WASHINGTON – Yesterday, Rep. Madeleine Dean introduced legislation to create a Science Advisory Board (the Board) at the Office of Justice Programs (OJP) within the Department of Justice. The Board will be responsible for integrating scientific knowledge into crime-reduction efforts, as well as for using research, data, and evidence to guide the OJP’s grants, programs, and activities. The legislation is cosponsored by Rep. Dwight Evans (PA-03), Rep. Mary Gay Scanlon (PA-05), and Rep. Jesús “Chuy” García (IL-04). A companion bill in the Senate is sponsored by Sens. Schatz (HI), Markey (MA), and Booker (NJ).


“Our criminal justice system – like every aspect of government – needs to be guided by the very best research and evidence available,” said Rep. Dean. “Scientific research helps us figure out what works, what doesn’t, and how we can improve. It’s an indispensable element of good governance.”


“We have an obligation to ensure that our justice system is both accessible and fair,” said Rep. Scanlon. “This bill is a great step towards making our justice system more evidence based and in turn more equitable.”


“We need to restore this tool in the toolbox to help reduce crime and increase trust between communities and police,” said Rep. Evans. “This is an especially crucial time for rebuilding trust between Philadelphians and the police officers whose duty is to protect and serve.”


“In my home city of Chicago, there is often distrust between the police force and the communities it serves,” said Rep. Garcia. “The federal government should help cities understand best practices, but the guidance should be informed by the best scientific data available on what works and what doesn’t. Until it was disbanded by the Trump administration last year, the Justice Department’s scientific advisory board (SAB) was doing this research. I am proud to co-sponsor the Improving Justice through Science Act, which re-establishes the SAB and brings experts back to the criminal justice reform effort.”


The Board was originally chartered by the Obama Administration in 2010 and provided OJP with guidance in a number of proactive criminal justice reform efforts, including:


  • the importance of trauma-informed care,
  • procedural justice and building trust between police and communities, and
  • youth brain development and implications for juvenile justice programs.

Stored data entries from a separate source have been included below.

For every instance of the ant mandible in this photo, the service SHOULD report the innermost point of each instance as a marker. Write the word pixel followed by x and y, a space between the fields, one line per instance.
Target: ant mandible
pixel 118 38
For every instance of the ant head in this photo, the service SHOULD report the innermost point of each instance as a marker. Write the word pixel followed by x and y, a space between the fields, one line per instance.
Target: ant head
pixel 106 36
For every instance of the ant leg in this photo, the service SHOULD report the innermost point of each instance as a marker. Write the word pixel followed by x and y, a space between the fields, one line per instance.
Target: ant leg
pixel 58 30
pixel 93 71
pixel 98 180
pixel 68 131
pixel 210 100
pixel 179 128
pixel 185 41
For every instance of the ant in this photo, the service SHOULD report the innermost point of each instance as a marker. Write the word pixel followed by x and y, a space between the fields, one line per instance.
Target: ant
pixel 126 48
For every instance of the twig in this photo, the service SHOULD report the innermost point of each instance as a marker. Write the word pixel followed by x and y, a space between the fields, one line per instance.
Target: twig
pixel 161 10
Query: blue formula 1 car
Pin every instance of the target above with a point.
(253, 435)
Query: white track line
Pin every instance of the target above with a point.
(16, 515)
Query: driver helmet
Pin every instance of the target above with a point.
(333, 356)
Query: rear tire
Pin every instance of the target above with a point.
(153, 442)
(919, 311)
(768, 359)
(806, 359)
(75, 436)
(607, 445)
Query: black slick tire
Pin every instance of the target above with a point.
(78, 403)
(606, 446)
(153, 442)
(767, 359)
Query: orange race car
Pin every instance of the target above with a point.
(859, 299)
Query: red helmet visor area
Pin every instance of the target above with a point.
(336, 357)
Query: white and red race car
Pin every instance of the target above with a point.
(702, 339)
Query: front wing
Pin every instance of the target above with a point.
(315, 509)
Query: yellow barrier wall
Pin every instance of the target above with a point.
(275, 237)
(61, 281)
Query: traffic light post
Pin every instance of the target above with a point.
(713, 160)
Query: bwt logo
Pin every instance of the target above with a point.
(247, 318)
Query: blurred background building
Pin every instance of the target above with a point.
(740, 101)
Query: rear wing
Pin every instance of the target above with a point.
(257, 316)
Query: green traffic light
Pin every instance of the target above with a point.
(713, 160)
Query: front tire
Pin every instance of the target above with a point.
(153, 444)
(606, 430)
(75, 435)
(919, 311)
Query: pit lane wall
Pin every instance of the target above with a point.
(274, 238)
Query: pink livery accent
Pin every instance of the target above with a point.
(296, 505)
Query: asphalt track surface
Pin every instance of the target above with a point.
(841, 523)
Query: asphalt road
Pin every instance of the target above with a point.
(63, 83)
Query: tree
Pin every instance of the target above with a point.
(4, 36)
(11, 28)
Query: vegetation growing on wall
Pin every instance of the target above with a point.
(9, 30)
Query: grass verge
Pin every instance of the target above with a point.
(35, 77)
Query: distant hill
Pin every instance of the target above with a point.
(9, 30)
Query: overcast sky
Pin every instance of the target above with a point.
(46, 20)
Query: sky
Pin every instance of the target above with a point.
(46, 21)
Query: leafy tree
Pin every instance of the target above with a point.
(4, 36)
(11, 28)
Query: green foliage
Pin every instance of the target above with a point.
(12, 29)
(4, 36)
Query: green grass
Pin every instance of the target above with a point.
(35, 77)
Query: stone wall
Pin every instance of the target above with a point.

The Board also made numerous contributions to the public safety investments of OJP, including guidelines for implementing and evaluating place-based crime reduction interventions and a tool for police departments to enhance communications with communities about their operations and successes.


Unfortunately, the Trump Administration did not convene the Board for over a year until finally disbanding it in December, 2018.


Rep. Dean’s legislation will establish a Science Advisory Board comprised of 26 criminologists and criminal justice researchers appointed by the Attorney General for terms of four years. The Board will:


  • Meet on a regular basis to discuss the relationship between science, research, and ongoing criminal and juvenile justice departmental activities;
  • Coordinate with other Federal, State, local, tribal, territorial, and private sector partners.
  • Advise the Assistant Attorney General on policy development, program implementation, and evaluation; identify research needs and opportunities and make policy recommendations.


Supporters of the bill include the Center for American Progress, American Psychological Association, Crime and Justice Research Alliance, and Consortium of Social Science Associations.


Rep. Madeleine Dean is a mother, grandmother, attorney, professor, former four-term member of the Pennsylvania House of Representatives, and U.S. Representative for the Fourth District of Pennsylvania.